Thomas nodded. “Yes. Sort of.”

 

“What happened? When was this?”

 

“About a month ago.”

 

“Tell me about it.”

 

“He wanted to talk about something that happened a long time ago,” Thomas said, glancing back at the London street scene on his monitor.

 

“What? Something that happened to Dad?”

 

“No. Something that happened to me.”

 

“To you? What happened to you?”

 

“I’m not supposed to talk about it. Dad told me not to.” He paused. “At the time. He told me I wasn’t ever to talk about it or he’d get really angry with me.”

 

“Jesus, Thomas, what are you talking about here? When was this?”

 

“When I was thirteen.”

 

“Dad did something to you when you were thirteen that he told you never to talk about?”

 

My brother hesitated. “Not…no, not exactly.”

 

“Thomas, look, whatever happened, it was a long time ago, and Dad’s gone. If there’s something you need to tell me, then you can do it.”

 

“There’s nothing I want to tell you. President Clinton says I’m not supposed to talk about this stuff. It makes me look weak. And I’m just on my way to Trafalgar Square.”

 

“Okay, but, Thomas, can we just go back to the thing that happened a month ago.
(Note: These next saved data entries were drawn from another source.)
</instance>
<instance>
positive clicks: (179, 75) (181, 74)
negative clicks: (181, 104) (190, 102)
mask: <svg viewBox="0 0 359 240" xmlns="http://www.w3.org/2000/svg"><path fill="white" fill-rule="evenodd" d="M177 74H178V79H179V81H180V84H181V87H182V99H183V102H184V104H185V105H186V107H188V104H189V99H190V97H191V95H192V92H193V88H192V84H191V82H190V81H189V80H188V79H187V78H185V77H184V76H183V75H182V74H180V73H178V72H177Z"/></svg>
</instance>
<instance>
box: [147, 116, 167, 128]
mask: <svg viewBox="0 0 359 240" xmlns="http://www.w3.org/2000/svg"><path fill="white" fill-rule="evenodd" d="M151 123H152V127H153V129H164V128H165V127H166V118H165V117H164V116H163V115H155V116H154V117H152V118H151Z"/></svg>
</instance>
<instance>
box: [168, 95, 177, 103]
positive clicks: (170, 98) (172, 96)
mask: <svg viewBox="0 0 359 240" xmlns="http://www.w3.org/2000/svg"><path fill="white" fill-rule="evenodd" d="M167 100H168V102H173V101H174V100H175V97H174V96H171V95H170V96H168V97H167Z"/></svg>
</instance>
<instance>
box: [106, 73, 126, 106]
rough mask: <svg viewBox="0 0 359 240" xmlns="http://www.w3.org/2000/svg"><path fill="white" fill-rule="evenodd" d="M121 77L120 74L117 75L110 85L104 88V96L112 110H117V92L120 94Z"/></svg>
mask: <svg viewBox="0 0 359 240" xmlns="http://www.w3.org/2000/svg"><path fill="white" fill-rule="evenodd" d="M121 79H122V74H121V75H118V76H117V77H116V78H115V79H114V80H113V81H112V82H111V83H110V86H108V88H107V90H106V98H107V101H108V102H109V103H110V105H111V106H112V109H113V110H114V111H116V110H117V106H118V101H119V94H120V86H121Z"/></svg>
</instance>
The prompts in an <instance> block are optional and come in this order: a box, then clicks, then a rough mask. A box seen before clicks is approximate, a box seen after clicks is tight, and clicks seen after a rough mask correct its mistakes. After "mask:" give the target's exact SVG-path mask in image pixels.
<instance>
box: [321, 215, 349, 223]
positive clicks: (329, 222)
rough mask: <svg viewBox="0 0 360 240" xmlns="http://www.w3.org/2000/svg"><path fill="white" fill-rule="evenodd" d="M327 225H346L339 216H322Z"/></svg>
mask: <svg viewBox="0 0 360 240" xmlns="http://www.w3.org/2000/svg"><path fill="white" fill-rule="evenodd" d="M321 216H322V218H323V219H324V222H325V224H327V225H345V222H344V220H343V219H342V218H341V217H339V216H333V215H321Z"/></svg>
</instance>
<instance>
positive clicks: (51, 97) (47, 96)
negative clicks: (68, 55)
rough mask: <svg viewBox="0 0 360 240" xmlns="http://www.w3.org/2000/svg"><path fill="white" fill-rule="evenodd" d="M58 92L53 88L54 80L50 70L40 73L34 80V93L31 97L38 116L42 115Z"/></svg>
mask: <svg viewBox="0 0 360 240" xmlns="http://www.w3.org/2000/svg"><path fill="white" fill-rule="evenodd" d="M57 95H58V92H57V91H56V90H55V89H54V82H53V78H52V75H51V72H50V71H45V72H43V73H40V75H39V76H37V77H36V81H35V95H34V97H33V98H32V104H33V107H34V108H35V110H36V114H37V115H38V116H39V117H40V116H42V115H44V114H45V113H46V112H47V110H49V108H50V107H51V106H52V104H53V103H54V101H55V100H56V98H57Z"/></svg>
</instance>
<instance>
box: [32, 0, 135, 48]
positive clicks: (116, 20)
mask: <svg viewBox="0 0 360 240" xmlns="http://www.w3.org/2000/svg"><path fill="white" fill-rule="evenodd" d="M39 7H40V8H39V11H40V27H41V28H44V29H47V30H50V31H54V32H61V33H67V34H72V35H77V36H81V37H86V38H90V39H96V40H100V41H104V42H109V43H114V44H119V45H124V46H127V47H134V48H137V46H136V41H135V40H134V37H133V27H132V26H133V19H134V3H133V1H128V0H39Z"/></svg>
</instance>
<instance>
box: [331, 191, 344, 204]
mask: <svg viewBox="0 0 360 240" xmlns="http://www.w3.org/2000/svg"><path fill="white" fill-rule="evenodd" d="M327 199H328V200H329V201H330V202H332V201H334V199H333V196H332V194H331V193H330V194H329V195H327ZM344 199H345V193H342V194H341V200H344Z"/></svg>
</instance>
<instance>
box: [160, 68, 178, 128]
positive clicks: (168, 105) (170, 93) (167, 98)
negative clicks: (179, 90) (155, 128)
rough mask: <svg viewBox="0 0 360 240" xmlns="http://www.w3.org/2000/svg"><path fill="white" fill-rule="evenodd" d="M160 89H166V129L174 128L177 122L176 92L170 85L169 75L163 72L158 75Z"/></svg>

What was that about?”

 

“Dad wanted to talk about the thing that happened when I was thirteen.”

 

“Had you ever talked about it all these years?”

 

Thomas shook his head. “No.”

 

“But out of the blue, Dad wanted to talk about it again?” I was grasping here, trying to figure out what the hell Thomas was talking about, what this thing was that had happened twenty-two years ago.

 

“Yes.”

 

“Why?’

 

“He said maybe he was wrong, maybe he’d done a bad thing, and that he was sorry about it. Dad was following me up the stairs, saying he wanted to talk to me about it, but I didn’t want to talk about it. I’d tried really, really hard not to think about it for all those years and so I stopped and turned around and said I didn’t want to talk about it and that if he didn’t want to listen to me when I was thirteen why did he want to listen to me now and I put my hand out to stop him from following me and I didn’t push hard but he tripped on the stair and he fell a little bit.”

 

“Fell a little bit?”

 

Thomas nodded.

 

“Could you explain that?”

 

“We were on the fourth step going up, so he didn’t fall very far. He landed flat on his back.”

 

“Jesus, Thomas. What did you do?”

 

“I said I was sorry, and I helped him get into the chair and I got him one of his ice packs. I was sad that he fell.”

 

“Did he go to the hospital? Or the doctor?”

 

“No. He took some extra-strength Advils.”

 

“He must have been furious with you.”

 

Thomas shook his head in the negative. “No. He said it was okay. He said he understood. He said I was entitled to be mad, and if I didn’t forgive him, he’d live with that. And the pills started to work, and he started to feel better, but it hurt for about a week.”